Wednesday, July 15, 2009

Egad, a Cabbage Feed

Since I just ate it for dinner, I'll note that this New York Times recipe for stewed lentils with cabbage has been a reliably delicious go-to for Kyle and me over the past half-year. Other than the fact that eating it never makes us want to eat less of it in the near future, the most magical part seems to be how savory the stew turns out despite the short list of stuff that goes into it -- onions, garlic, lentils, potatoes, bay leaf, chili. It keeps well for a couple of days (though we haven't tried freezing it) and is easy enough to throw together on a weeknight, so: Highly recommended. If you like to eat animal products and want more caloric content I further recommend Kyle's innovation, which is to top each serving with an ounce of freshly grated Romano cheese. It's habit-forming stuff.
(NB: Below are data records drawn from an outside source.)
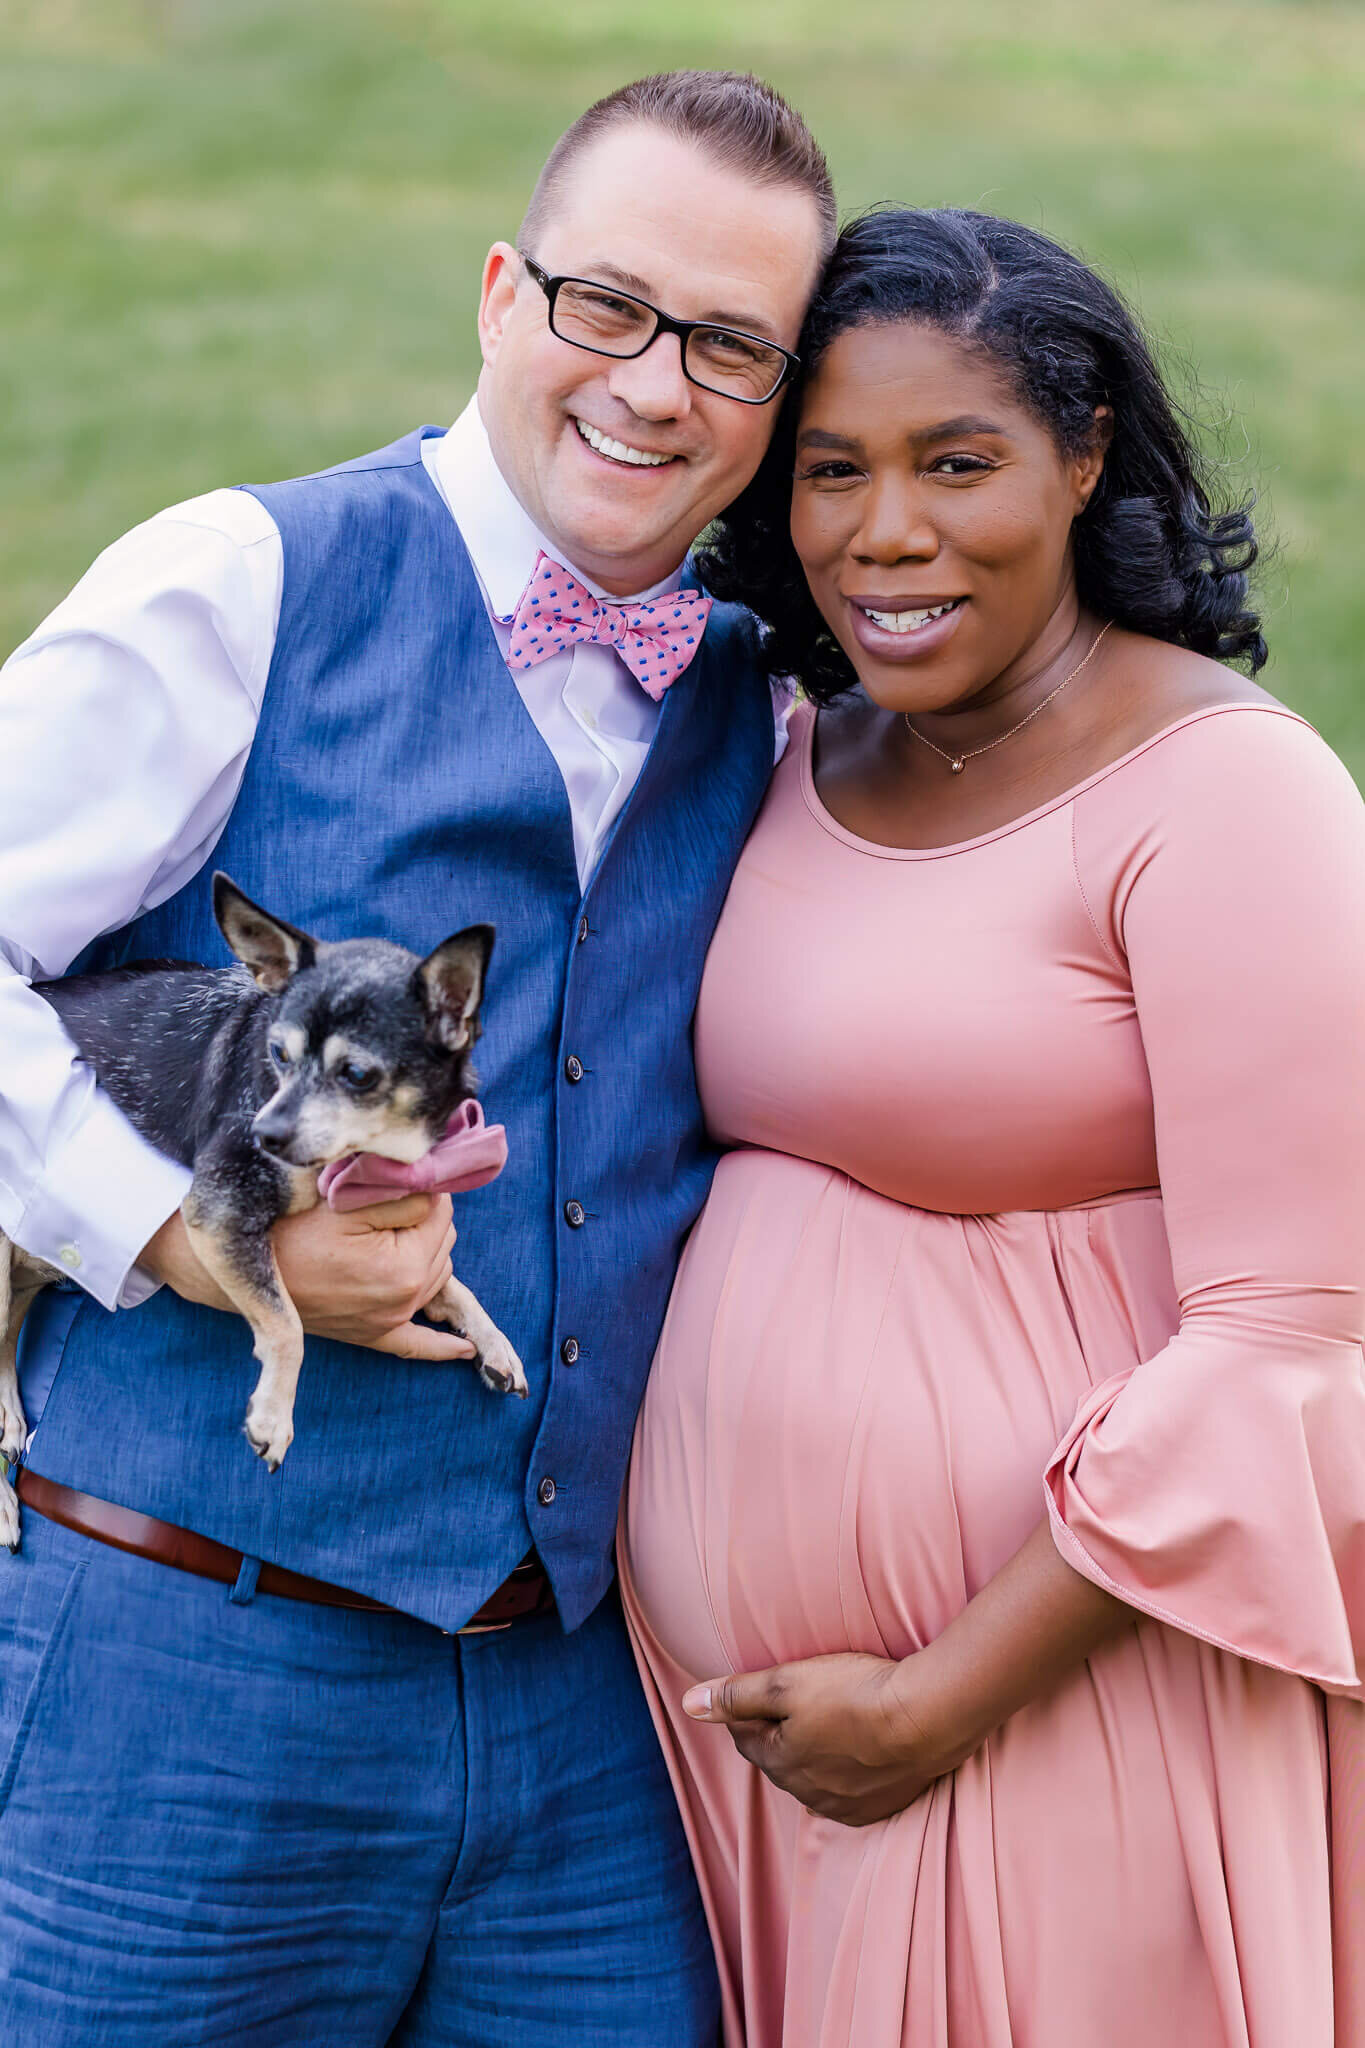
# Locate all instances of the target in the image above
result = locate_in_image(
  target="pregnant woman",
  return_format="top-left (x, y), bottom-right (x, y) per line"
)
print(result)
top-left (619, 209), bottom-right (1365, 2046)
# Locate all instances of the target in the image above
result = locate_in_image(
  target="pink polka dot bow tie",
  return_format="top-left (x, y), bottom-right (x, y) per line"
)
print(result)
top-left (505, 551), bottom-right (712, 701)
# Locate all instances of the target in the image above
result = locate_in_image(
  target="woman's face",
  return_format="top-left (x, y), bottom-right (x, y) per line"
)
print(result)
top-left (790, 320), bottom-right (1106, 714)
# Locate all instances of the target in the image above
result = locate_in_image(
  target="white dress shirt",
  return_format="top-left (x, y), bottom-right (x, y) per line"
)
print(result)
top-left (0, 399), bottom-right (787, 1313)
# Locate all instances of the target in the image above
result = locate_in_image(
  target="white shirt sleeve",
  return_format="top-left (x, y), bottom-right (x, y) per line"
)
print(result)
top-left (0, 490), bottom-right (280, 1309)
top-left (771, 676), bottom-right (798, 763)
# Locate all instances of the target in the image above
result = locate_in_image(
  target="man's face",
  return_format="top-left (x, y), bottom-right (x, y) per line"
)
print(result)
top-left (477, 123), bottom-right (825, 595)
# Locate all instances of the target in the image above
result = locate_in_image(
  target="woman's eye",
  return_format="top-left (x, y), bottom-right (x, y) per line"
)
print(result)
top-left (930, 455), bottom-right (994, 477)
top-left (796, 461), bottom-right (863, 484)
top-left (338, 1062), bottom-right (382, 1094)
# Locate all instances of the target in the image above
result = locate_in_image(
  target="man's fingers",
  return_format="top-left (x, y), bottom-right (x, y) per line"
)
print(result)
top-left (340, 1193), bottom-right (439, 1232)
top-left (682, 1668), bottom-right (789, 1724)
top-left (428, 1225), bottom-right (457, 1285)
top-left (370, 1322), bottom-right (478, 1362)
top-left (413, 1229), bottom-right (459, 1307)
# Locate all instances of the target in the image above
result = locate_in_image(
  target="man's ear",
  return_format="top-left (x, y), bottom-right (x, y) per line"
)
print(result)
top-left (415, 925), bottom-right (495, 1052)
top-left (478, 241), bottom-right (521, 367)
top-left (213, 873), bottom-right (318, 992)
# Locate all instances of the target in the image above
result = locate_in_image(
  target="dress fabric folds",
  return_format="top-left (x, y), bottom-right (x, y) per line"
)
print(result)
top-left (619, 701), bottom-right (1365, 2047)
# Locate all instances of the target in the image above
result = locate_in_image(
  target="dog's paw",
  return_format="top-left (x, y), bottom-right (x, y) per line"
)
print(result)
top-left (0, 1386), bottom-right (27, 1468)
top-left (0, 1472), bottom-right (20, 1553)
top-left (419, 1299), bottom-right (478, 1357)
top-left (474, 1332), bottom-right (528, 1400)
top-left (243, 1395), bottom-right (294, 1473)
top-left (423, 1281), bottom-right (526, 1397)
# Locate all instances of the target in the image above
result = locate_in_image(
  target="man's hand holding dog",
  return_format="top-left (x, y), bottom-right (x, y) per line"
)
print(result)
top-left (141, 1194), bottom-right (477, 1362)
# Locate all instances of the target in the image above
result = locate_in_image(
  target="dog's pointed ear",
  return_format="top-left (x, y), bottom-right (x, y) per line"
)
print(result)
top-left (213, 873), bottom-right (318, 992)
top-left (415, 924), bottom-right (494, 1052)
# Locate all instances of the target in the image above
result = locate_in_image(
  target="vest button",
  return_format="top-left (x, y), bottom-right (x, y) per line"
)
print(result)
top-left (563, 1199), bottom-right (586, 1228)
top-left (537, 1476), bottom-right (557, 1507)
top-left (576, 916), bottom-right (590, 945)
top-left (564, 1054), bottom-right (584, 1083)
top-left (559, 1336), bottom-right (580, 1365)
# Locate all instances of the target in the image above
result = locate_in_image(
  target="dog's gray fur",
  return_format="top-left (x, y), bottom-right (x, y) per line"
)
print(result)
top-left (0, 875), bottom-right (526, 1548)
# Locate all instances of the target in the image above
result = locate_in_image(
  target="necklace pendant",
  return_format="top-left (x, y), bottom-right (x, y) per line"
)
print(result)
top-left (950, 757), bottom-right (965, 774)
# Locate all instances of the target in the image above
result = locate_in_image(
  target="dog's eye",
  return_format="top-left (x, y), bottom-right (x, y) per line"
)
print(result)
top-left (337, 1061), bottom-right (381, 1094)
top-left (269, 1040), bottom-right (292, 1068)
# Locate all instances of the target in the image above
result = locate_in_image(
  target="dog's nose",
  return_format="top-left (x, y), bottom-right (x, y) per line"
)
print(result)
top-left (252, 1107), bottom-right (297, 1157)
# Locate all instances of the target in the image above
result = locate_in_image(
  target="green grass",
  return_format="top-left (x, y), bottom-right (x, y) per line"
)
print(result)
top-left (3, 0), bottom-right (1362, 766)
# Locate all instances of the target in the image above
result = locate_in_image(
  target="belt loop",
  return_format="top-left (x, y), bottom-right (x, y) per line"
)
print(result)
top-left (229, 1555), bottom-right (262, 1606)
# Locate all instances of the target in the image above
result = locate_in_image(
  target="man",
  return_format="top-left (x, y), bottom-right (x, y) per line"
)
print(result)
top-left (0, 71), bottom-right (832, 2046)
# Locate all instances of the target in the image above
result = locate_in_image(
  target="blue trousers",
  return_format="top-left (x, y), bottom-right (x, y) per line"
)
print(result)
top-left (0, 1513), bottom-right (718, 2045)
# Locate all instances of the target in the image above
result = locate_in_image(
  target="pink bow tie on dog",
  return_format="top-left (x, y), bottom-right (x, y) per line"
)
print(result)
top-left (318, 1099), bottom-right (508, 1213)
top-left (505, 551), bottom-right (712, 700)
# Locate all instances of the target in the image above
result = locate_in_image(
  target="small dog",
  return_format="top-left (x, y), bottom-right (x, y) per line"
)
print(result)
top-left (0, 874), bottom-right (526, 1547)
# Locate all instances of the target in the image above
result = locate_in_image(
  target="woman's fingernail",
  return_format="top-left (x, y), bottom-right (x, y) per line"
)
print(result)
top-left (683, 1685), bottom-right (713, 1717)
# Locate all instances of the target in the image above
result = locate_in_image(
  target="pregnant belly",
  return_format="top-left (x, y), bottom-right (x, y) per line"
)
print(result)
top-left (622, 1149), bottom-right (1176, 1683)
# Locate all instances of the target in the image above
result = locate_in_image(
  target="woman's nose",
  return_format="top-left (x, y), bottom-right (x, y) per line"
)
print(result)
top-left (852, 478), bottom-right (939, 565)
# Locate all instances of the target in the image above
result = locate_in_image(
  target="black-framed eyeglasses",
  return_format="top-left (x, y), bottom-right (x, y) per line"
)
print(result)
top-left (520, 255), bottom-right (799, 406)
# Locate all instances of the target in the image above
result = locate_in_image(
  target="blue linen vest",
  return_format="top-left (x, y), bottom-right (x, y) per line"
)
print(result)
top-left (18, 428), bottom-right (774, 1631)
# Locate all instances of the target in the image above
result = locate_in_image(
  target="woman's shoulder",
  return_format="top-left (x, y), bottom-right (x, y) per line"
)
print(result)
top-left (1073, 666), bottom-right (1363, 954)
top-left (1101, 632), bottom-right (1278, 740)
top-left (1085, 635), bottom-right (1354, 810)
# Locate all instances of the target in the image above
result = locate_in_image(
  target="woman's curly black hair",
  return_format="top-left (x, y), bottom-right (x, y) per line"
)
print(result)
top-left (696, 208), bottom-right (1266, 702)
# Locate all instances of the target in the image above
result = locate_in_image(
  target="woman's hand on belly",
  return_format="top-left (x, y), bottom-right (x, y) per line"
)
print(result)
top-left (681, 1649), bottom-right (969, 1828)
top-left (682, 1519), bottom-right (1134, 1826)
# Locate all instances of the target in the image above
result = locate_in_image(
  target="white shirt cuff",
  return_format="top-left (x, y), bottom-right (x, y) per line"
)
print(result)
top-left (13, 1095), bottom-right (192, 1312)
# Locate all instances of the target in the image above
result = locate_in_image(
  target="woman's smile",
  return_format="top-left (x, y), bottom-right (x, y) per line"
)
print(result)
top-left (843, 592), bottom-right (968, 662)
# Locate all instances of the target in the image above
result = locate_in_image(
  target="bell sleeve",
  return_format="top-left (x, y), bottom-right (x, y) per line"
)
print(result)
top-left (1048, 707), bottom-right (1365, 1698)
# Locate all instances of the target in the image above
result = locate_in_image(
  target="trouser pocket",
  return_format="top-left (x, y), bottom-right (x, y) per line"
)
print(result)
top-left (0, 1524), bottom-right (89, 1820)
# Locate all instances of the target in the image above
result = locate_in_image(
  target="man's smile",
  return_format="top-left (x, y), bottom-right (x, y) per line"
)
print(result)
top-left (572, 415), bottom-right (682, 469)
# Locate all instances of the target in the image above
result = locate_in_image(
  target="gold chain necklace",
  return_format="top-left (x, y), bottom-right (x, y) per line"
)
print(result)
top-left (902, 621), bottom-right (1113, 775)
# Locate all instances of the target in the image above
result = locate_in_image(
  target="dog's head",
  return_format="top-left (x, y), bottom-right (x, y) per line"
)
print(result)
top-left (214, 873), bottom-right (494, 1170)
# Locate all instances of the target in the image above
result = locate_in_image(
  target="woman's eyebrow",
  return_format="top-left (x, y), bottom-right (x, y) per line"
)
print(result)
top-left (797, 416), bottom-right (1011, 452)
top-left (796, 427), bottom-right (861, 450)
top-left (922, 414), bottom-right (1010, 439)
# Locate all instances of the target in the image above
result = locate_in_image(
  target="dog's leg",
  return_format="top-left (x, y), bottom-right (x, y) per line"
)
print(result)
top-left (424, 1275), bottom-right (527, 1398)
top-left (181, 1179), bottom-right (304, 1473)
top-left (0, 1239), bottom-right (49, 1551)
top-left (0, 1236), bottom-right (18, 1453)
top-left (0, 1234), bottom-right (21, 1549)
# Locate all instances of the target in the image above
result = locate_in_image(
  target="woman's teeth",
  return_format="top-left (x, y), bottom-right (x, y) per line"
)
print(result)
top-left (861, 599), bottom-right (961, 634)
top-left (575, 418), bottom-right (673, 468)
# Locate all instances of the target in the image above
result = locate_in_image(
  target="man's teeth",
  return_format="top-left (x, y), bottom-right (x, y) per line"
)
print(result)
top-left (575, 418), bottom-right (673, 467)
top-left (863, 600), bottom-right (960, 634)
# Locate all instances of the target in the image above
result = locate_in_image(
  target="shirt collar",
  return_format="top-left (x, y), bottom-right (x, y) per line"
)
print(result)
top-left (430, 397), bottom-right (685, 619)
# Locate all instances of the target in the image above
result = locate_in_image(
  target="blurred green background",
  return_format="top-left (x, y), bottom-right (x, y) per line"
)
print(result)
top-left (3, 0), bottom-right (1361, 765)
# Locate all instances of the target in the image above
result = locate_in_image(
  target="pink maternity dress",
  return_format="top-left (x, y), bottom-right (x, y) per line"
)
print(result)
top-left (619, 701), bottom-right (1365, 2048)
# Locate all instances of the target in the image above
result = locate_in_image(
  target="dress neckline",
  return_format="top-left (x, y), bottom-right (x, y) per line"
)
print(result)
top-left (798, 699), bottom-right (1309, 861)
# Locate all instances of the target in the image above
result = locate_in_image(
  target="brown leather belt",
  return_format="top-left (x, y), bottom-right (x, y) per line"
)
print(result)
top-left (15, 1467), bottom-right (554, 1633)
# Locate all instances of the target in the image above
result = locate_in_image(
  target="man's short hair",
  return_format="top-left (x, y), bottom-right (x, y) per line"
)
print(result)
top-left (520, 70), bottom-right (836, 263)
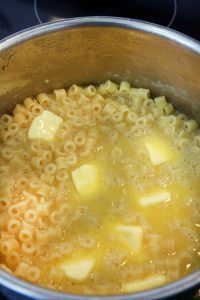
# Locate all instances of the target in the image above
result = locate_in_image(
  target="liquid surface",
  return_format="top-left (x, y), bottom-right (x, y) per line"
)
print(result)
top-left (0, 81), bottom-right (199, 295)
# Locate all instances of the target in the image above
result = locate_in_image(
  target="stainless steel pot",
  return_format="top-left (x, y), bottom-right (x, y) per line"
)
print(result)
top-left (0, 17), bottom-right (199, 300)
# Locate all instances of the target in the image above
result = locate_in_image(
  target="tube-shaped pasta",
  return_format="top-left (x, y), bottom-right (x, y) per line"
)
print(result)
top-left (154, 96), bottom-right (167, 109)
top-left (7, 219), bottom-right (21, 235)
top-left (136, 116), bottom-right (147, 127)
top-left (103, 102), bottom-right (117, 115)
top-left (50, 211), bottom-right (60, 224)
top-left (2, 147), bottom-right (14, 160)
top-left (48, 266), bottom-right (65, 282)
top-left (23, 98), bottom-right (35, 110)
top-left (64, 140), bottom-right (76, 152)
top-left (74, 131), bottom-right (86, 146)
top-left (31, 157), bottom-right (45, 170)
top-left (36, 202), bottom-right (51, 216)
top-left (36, 230), bottom-right (50, 245)
top-left (98, 81), bottom-right (118, 95)
top-left (7, 122), bottom-right (19, 135)
top-left (119, 81), bottom-right (131, 93)
top-left (163, 103), bottom-right (174, 115)
top-left (13, 113), bottom-right (28, 127)
top-left (16, 177), bottom-right (28, 189)
top-left (0, 197), bottom-right (9, 211)
top-left (112, 111), bottom-right (123, 123)
top-left (143, 98), bottom-right (155, 109)
top-left (15, 261), bottom-right (30, 277)
top-left (21, 221), bottom-right (34, 231)
top-left (129, 88), bottom-right (150, 100)
top-left (93, 94), bottom-right (104, 103)
top-left (23, 191), bottom-right (38, 205)
top-left (40, 173), bottom-right (54, 185)
top-left (115, 122), bottom-right (127, 132)
top-left (37, 93), bottom-right (51, 107)
top-left (92, 102), bottom-right (102, 115)
top-left (80, 137), bottom-right (96, 157)
top-left (21, 242), bottom-right (36, 255)
top-left (68, 84), bottom-right (83, 97)
top-left (54, 89), bottom-right (67, 101)
top-left (1, 238), bottom-right (19, 255)
top-left (146, 113), bottom-right (155, 123)
top-left (0, 114), bottom-right (13, 126)
top-left (24, 210), bottom-right (37, 224)
top-left (13, 104), bottom-right (27, 115)
top-left (37, 183), bottom-right (51, 196)
top-left (1, 130), bottom-right (13, 143)
top-left (41, 150), bottom-right (53, 162)
top-left (18, 229), bottom-right (33, 243)
top-left (67, 108), bottom-right (76, 119)
top-left (8, 201), bottom-right (28, 218)
top-left (66, 153), bottom-right (78, 165)
top-left (56, 169), bottom-right (69, 182)
top-left (177, 113), bottom-right (188, 122)
top-left (30, 103), bottom-right (44, 116)
top-left (6, 251), bottom-right (20, 266)
top-left (78, 93), bottom-right (90, 104)
top-left (126, 111), bottom-right (137, 125)
top-left (152, 107), bottom-right (162, 118)
top-left (59, 203), bottom-right (72, 215)
top-left (184, 119), bottom-right (198, 133)
top-left (119, 104), bottom-right (130, 114)
top-left (54, 145), bottom-right (66, 157)
top-left (44, 163), bottom-right (56, 175)
top-left (55, 157), bottom-right (69, 169)
top-left (84, 85), bottom-right (97, 97)
top-left (0, 213), bottom-right (9, 230)
top-left (177, 137), bottom-right (189, 149)
top-left (1, 231), bottom-right (14, 240)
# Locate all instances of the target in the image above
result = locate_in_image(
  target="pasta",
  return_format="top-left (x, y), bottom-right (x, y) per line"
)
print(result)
top-left (0, 81), bottom-right (199, 296)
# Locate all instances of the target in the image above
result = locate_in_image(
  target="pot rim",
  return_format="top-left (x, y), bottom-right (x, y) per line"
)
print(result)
top-left (0, 16), bottom-right (199, 300)
top-left (0, 16), bottom-right (199, 53)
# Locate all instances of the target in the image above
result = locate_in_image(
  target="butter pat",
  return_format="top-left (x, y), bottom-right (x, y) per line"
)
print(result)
top-left (144, 135), bottom-right (174, 166)
top-left (28, 110), bottom-right (63, 141)
top-left (139, 190), bottom-right (171, 207)
top-left (72, 163), bottom-right (102, 197)
top-left (117, 225), bottom-right (143, 252)
top-left (122, 275), bottom-right (166, 293)
top-left (60, 258), bottom-right (94, 280)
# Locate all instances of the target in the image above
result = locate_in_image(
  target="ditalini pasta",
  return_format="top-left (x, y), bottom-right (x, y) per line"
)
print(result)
top-left (0, 81), bottom-right (199, 295)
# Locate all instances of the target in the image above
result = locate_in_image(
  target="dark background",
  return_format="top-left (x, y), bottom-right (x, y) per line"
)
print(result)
top-left (0, 0), bottom-right (199, 40)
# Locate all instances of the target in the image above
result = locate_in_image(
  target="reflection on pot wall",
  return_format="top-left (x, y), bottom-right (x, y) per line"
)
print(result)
top-left (0, 25), bottom-right (199, 121)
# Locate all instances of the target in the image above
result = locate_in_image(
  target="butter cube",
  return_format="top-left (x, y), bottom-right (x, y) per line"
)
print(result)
top-left (60, 258), bottom-right (94, 281)
top-left (139, 190), bottom-right (171, 207)
top-left (28, 110), bottom-right (63, 141)
top-left (122, 275), bottom-right (166, 293)
top-left (117, 225), bottom-right (143, 252)
top-left (144, 135), bottom-right (174, 166)
top-left (72, 164), bottom-right (102, 197)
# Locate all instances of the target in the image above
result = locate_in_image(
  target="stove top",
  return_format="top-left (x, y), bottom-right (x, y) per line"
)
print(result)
top-left (0, 0), bottom-right (199, 41)
top-left (0, 1), bottom-right (199, 300)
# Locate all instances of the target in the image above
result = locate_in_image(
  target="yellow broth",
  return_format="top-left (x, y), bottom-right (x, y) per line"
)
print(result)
top-left (0, 81), bottom-right (199, 295)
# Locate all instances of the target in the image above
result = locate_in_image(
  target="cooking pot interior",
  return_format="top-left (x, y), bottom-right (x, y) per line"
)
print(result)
top-left (0, 18), bottom-right (199, 300)
top-left (0, 23), bottom-right (199, 121)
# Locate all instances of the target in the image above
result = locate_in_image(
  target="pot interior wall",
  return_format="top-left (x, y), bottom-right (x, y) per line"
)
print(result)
top-left (0, 26), bottom-right (199, 120)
(The NY Times link above requires registration, so here's a link to the recipe on Epicurious that doesn't.)


Blogger Pete said...

Is the title a fake palindrome, or is that just me?

7/15/2009 9:05 PM  
Blogger Jack said...

It's middle-school music-class-worksheet-style nonsense -- things you can spell with the notes of the scale. Didn't Ms. Bauer make you fill those out, too?

Nate, you should have extended it into German notation and called it a Badass Cabbage Hash.